Offer options, not pressure.Some people want to talk; others don’t. You can say:
“If you ever feel like sharing more about them, I’d be honored to listen. And if you’d rather keep things focused on work, that’s okay too.”
Remember that grief doesn’t end when leave does.Check in again a few weeks later. Anniversaries and unexpected reminders can be hard.[6]
You don’t need perfect words. Presence and flexibility matter more than eloquence.
When the car-crying phase feels endless
There’s a particular kind of loneliness in those moments before and after work:
Crying in the car before walking into the office
Sitting in your driveway after work because going into a dog-less house hurts too much
Muting yourself in a video meeting because your voice might crack if you speak
Research can’t fully touch those moments. But it can tell you this:
Your reactions are within the wide band of normal human grief.
The way your workplace responds can ease or intensify your pain, but it doesn’t define its legitimacy.
Feeling less productive, less sharp, or less sociable right now is not a moral failure. It’s an expected side effect of loss.[2][7][8][10]
If nothing else, you can hold onto this:Grief is not something you’re doing wrong at work.
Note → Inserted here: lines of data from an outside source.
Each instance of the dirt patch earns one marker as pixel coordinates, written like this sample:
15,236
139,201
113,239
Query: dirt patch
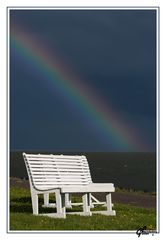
135,199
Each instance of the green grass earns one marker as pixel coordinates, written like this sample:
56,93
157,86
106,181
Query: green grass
127,218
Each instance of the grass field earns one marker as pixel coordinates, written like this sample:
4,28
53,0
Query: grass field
127,218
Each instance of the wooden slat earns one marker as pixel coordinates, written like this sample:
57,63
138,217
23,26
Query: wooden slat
47,171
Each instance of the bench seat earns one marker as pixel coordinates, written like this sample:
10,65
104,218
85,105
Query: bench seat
64,175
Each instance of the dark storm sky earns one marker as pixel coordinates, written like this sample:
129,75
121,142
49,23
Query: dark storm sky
113,51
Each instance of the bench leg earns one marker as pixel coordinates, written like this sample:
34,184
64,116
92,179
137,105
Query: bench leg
86,198
60,203
68,200
35,205
109,205
46,199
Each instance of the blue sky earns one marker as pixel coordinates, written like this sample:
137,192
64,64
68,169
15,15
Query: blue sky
113,51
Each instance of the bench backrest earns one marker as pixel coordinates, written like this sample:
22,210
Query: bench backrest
48,171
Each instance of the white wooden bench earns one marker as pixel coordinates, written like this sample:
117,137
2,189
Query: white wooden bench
64,175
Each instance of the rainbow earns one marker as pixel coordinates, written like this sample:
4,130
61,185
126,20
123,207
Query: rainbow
109,127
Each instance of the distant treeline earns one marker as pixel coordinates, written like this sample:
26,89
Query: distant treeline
135,171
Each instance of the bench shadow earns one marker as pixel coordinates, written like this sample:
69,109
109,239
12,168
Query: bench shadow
24,205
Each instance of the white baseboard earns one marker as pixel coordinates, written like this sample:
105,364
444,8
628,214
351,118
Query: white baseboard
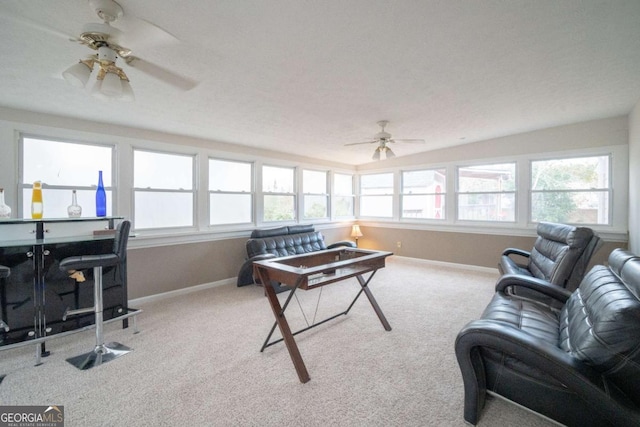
232,280
451,264
142,300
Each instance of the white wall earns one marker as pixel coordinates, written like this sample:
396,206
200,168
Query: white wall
634,179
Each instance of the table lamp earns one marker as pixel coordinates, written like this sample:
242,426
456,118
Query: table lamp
355,232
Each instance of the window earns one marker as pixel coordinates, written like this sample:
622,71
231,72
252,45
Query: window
230,192
63,167
423,194
487,192
575,190
163,190
315,195
343,197
278,193
376,195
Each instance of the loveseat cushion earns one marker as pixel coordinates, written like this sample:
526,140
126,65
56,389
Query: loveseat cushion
284,245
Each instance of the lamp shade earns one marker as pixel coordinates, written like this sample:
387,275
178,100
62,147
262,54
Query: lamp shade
355,231
78,74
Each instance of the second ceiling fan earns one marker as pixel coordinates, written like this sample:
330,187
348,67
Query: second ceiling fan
383,139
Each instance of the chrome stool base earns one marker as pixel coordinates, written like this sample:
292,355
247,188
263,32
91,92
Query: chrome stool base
101,354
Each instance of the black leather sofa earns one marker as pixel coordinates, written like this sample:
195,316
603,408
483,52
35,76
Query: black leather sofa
578,365
560,255
282,241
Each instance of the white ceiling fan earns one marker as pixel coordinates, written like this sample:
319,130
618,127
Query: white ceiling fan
383,139
113,38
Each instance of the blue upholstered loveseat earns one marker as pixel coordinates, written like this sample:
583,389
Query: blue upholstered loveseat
282,241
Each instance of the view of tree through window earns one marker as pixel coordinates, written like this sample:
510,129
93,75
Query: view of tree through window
230,192
376,195
574,190
279,197
314,187
343,196
423,193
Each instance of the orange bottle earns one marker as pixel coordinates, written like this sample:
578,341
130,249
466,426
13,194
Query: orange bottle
36,201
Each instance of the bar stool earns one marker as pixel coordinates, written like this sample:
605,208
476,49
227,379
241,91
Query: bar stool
4,273
102,352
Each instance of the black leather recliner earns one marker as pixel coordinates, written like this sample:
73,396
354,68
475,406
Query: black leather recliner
560,255
578,365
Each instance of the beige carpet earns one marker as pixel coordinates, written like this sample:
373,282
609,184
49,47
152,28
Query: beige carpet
196,360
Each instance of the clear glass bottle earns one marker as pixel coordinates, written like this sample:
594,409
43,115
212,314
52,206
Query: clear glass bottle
74,210
37,207
101,197
5,210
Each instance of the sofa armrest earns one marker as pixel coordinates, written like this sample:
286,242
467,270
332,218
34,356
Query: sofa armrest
245,275
342,243
575,375
513,280
516,251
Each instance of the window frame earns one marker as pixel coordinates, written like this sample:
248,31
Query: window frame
294,194
23,186
304,194
335,196
515,191
608,190
391,196
138,190
443,194
251,193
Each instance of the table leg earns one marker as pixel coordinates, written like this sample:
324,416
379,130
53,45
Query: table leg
373,301
287,336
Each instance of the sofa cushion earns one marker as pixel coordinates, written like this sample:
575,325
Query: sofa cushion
556,250
284,245
600,325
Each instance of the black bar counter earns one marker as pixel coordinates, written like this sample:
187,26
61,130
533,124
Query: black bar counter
34,297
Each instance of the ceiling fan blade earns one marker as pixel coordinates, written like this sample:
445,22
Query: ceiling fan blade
162,74
139,34
411,141
359,143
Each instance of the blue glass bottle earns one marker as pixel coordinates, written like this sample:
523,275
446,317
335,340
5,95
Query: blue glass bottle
101,197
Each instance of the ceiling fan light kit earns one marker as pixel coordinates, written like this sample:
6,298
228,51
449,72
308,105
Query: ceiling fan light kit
383,138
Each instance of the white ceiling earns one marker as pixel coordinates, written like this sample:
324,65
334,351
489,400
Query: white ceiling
306,77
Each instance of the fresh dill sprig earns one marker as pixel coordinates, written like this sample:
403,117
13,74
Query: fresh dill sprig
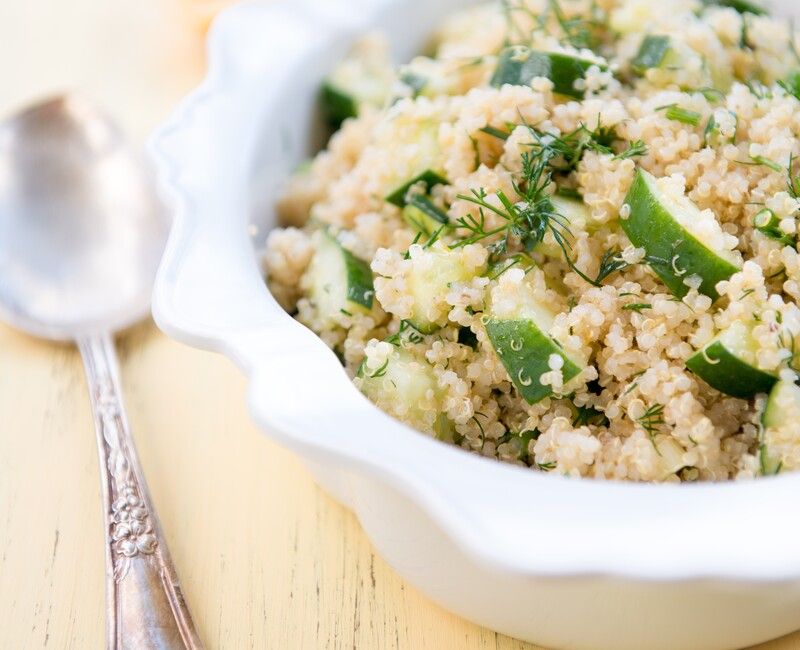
407,332
652,420
380,372
638,307
527,221
635,148
610,263
793,182
761,161
683,115
588,415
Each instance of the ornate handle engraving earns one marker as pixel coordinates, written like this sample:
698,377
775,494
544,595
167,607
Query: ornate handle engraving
145,606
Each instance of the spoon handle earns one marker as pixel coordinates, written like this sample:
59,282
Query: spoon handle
144,604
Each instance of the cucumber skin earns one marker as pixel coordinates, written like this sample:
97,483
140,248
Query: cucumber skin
651,53
337,105
647,218
429,177
360,289
531,359
519,65
730,375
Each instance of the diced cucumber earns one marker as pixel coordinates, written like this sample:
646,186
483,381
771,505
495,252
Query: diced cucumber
363,78
424,216
524,346
519,65
424,168
742,6
653,53
780,439
665,226
728,363
768,224
574,210
337,104
339,281
406,388
430,280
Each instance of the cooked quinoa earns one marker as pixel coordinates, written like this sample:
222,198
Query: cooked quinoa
568,240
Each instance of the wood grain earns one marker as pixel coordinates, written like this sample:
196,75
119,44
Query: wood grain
266,559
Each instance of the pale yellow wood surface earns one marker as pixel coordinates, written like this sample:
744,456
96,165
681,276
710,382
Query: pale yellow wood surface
266,559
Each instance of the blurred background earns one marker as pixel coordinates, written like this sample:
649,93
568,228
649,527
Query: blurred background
136,57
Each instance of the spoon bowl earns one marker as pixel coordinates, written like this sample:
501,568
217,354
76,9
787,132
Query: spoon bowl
81,226
81,234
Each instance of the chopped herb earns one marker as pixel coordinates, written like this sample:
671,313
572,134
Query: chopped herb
636,148
407,254
380,372
682,115
588,415
569,193
768,224
495,132
742,6
638,307
652,420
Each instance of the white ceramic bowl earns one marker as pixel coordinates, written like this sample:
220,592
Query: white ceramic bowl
563,563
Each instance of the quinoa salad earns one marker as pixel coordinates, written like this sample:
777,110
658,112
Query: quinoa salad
566,238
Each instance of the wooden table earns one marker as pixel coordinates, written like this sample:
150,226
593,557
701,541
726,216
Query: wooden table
266,559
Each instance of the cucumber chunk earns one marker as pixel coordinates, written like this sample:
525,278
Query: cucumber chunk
780,439
339,281
768,224
728,363
524,346
653,53
424,216
423,168
519,65
406,387
667,227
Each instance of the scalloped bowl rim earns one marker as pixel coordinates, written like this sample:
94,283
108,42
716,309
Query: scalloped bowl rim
635,531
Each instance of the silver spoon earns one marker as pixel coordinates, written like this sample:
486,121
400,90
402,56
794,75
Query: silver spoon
81,233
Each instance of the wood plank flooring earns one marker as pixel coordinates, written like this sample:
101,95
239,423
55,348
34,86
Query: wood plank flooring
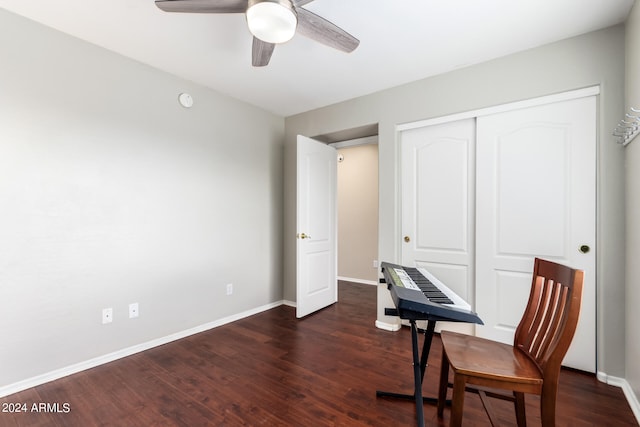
274,370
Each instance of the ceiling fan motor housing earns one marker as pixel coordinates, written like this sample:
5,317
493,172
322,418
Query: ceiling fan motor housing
272,21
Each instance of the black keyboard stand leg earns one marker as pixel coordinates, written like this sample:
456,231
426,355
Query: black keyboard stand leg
417,375
419,369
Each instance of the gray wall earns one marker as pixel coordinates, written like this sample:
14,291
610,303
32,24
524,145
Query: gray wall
592,59
633,205
112,193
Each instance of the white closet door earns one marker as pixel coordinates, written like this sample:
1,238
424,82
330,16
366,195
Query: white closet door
437,204
536,197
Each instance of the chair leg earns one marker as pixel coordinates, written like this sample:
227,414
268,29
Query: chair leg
444,383
548,407
457,400
521,415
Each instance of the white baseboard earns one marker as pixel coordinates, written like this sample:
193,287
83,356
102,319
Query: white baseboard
100,360
363,281
629,394
391,327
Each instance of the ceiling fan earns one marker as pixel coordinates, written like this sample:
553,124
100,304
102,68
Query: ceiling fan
271,22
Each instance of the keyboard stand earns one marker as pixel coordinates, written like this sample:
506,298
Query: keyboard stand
419,368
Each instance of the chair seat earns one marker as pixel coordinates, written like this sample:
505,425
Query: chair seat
489,362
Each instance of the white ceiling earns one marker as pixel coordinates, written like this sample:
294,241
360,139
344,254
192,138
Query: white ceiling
400,41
It’s something real that is happening to you while you’re at work.
Over time, the balance shifts. The crying-in-the-car days become fewer. The memories become less like open wounds and more like quiet, bittersweet companions. The shape of your life changes around the space your dog once filled.
Your job is not to rush that process to make other people comfortable. Your job is to move through it in a way that’s survivable for you, using whatever support your workplace, your people, and your own good sense can offer.
References
Hansen, K. N. “Working Through Grief: Exploring the Relationship Between Organizational Support on Employee Engagement, Satisfaction, and Loyalty.” TJM Scholastica.
Talkspace. “Supporting Grieving Employees in the Workplace.”
Harms, L., et al. “Work-related grief and bereavement experiences of social workers.” PubMed.
American Institute of Health Care Professionals (AIHCP). “Grief Counseling: Coping with the Death of a Co-Worker.”
ehospice. “When grief and work collide: a research study.”
Spring Health. “A Therapist's Take on Grief's Impact at Work and How to Offer Support.”
D. J. Balk et al. “The Effect of Bereavement Grief and Organizational Policies on Job Behaviors.” Sage Journals.
SAIF. “Grief at Work.”
Granek, L., et al. “Hidden in Plain Sight: A Scoping Review of Professional Grief.” NIH PMC.
Edgewood College Blog. “Grief in the Workplace: How Thanatology Can Improve HR Policies.”
University of Nebraska–Lincoln. “Supporting Colleagues Through Grief and Loss.”
Stanford Help Center. “Serious Illness, Death and Grieving in the Workplace.”
Society for Human Resource Management (SHRM). “Grief Support Can Help Bereaved Workers Deal with Loss.”
Mental Health America. “Bereavement and Grief.”